LCG perspective. Each phase offers a distinct intervention window. Organizations that align their behavioral threat assessment programs with these phases dramatically increase their chances of preventing escalation.
Translating Phases Into Preparedness: Organizational Actions
Effective organizations convert threat-phase knowledge into structured, defensible actions consistent with DHS, CISA, OSHA, and FEMA best practices.
Behavioral and Reporting Actions
- Establish confidential and multi-channel pathways for reporting concerns.
- Train supervisors and HR teams to document and escalate pre-incident indicators.
- Stand up a multi-disciplinary threat assessment team using recognized behavioral assessment models.
Physical and Environmental Actions
- Map facility line-of-sight, ingress, and egress for vulnerability analysis.
- Ensure door hardware and barriers function predictably under stress.
- Apply environmental design techniques that increase time and distance during fast-moving incidents.
Procedural Actions
- Develop Emergency Operations Plans that integrate behavioral threat assessment and active threat response.
- Conduct regular scenario-based drills with leaders, employees, and facilities staff.
- Coordinate with local responders to share floor plans, access protocols, and communications standards.
Frameworks, Pitfalls, and Mitigation Strategies
Relevant Frameworks
- FBI Pre-Attack Behavior Framework. [3]
- DHS Behavioral Indicators of Pre-Attack Preparations. [7]
- FEMA Comprehensive Preparedness Guidance emphasizes whole-community readiness. [5]
- OSHA Workplace Violence Prevention Guidelines. [4]
Common Pitfalls
- Treating threat indicators as isolated incidents.
- Overreliance on external responders instead of internal capability.
- Gaps between policy, physical security, and training.
Mitigation Strategies
- Use a layered framework combining behavioral, environmental, and procedural controls.
- Conduct joint exercises to reveal siloed decision paths.

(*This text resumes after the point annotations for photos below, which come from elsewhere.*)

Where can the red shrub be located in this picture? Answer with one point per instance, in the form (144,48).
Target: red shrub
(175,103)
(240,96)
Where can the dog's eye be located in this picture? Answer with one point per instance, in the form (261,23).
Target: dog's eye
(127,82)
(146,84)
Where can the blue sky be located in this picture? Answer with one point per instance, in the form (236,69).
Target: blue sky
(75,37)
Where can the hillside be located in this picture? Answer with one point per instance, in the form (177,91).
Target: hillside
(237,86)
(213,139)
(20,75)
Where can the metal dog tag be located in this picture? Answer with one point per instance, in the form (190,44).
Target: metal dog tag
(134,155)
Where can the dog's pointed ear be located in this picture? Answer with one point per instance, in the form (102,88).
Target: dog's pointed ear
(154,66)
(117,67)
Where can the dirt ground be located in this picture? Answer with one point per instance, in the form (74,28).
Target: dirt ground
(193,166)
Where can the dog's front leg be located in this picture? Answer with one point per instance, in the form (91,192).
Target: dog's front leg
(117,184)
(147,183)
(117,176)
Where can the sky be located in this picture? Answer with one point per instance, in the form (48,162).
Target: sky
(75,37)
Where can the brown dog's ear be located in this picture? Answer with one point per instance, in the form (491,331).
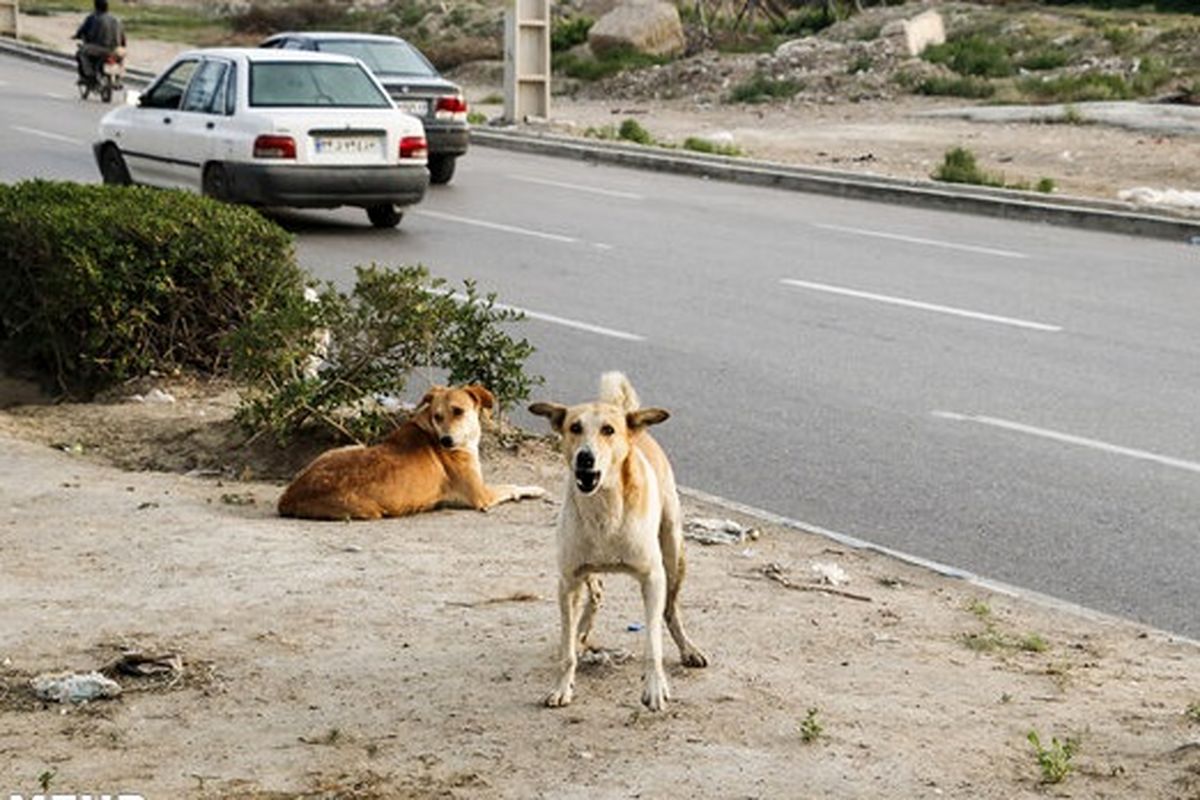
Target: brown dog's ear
(646,416)
(483,397)
(553,411)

- Update EOPs through recurring after-action reviews.
Quick Checklist
- Teach employees the six-phase progression of violent events.
- Build integrated behavioral, environmental, and procedural readiness.
- Exercise plans regularly to reinforce rapid decision-making.
Final thought
Understanding how active threat events evolve gives organizations a practical pathway to earlier recognition and more effective intervention. When leaders embed this knowledge across operations, employees gain the confidence and capability to act decisively before violence occurs. Time and distance become assets reclaimed through awareness, planning, and practice.
References (endnotes)
[1] Mindset Shift Series Outline, LCG Discovery Internal Planning Document.
[2] Federal Bureau of Investigation. A Study of Active Shooter Incidents in the United States Between 2000 and 2013. https://www.fbi.gov/file-repository/active-shooter-study-2000-2013.pdf/view
[3] Federal Bureau of Investigation. A Study of the Pre-Attack Behaviors of Active Shooters in the United States Between 2000 and 2013. https://www.fbi.gov/file-repository/pre-attack-behaviors-of-active-shooters-in-us-2000-2013.pdf/view
[4] Occupational Safety and Health Administration. Workplace Violence Prevention Guidance. https://www.osha.gov/workplace-violence
[5] Federal Emergency Management Agency. Active Shooter Coordination. https://apps.usfa.fema.gov/pdf/efop/efo48002.pdf
[6] United States Fire Administration. Fire and EMS Considerations for Active Shooter and Mass Casualty Incidents. https://www.usfa.fema.gov/downloads/pdf/publications/active_shooter_guide.pdf
[7] Department of Homeland Security. Behavioral Indicators of Pre-Attack Preparations. https://www.dhs.gov/national-threat-evaluation-and-reporting
This article is for general information and does not constitute legal advice.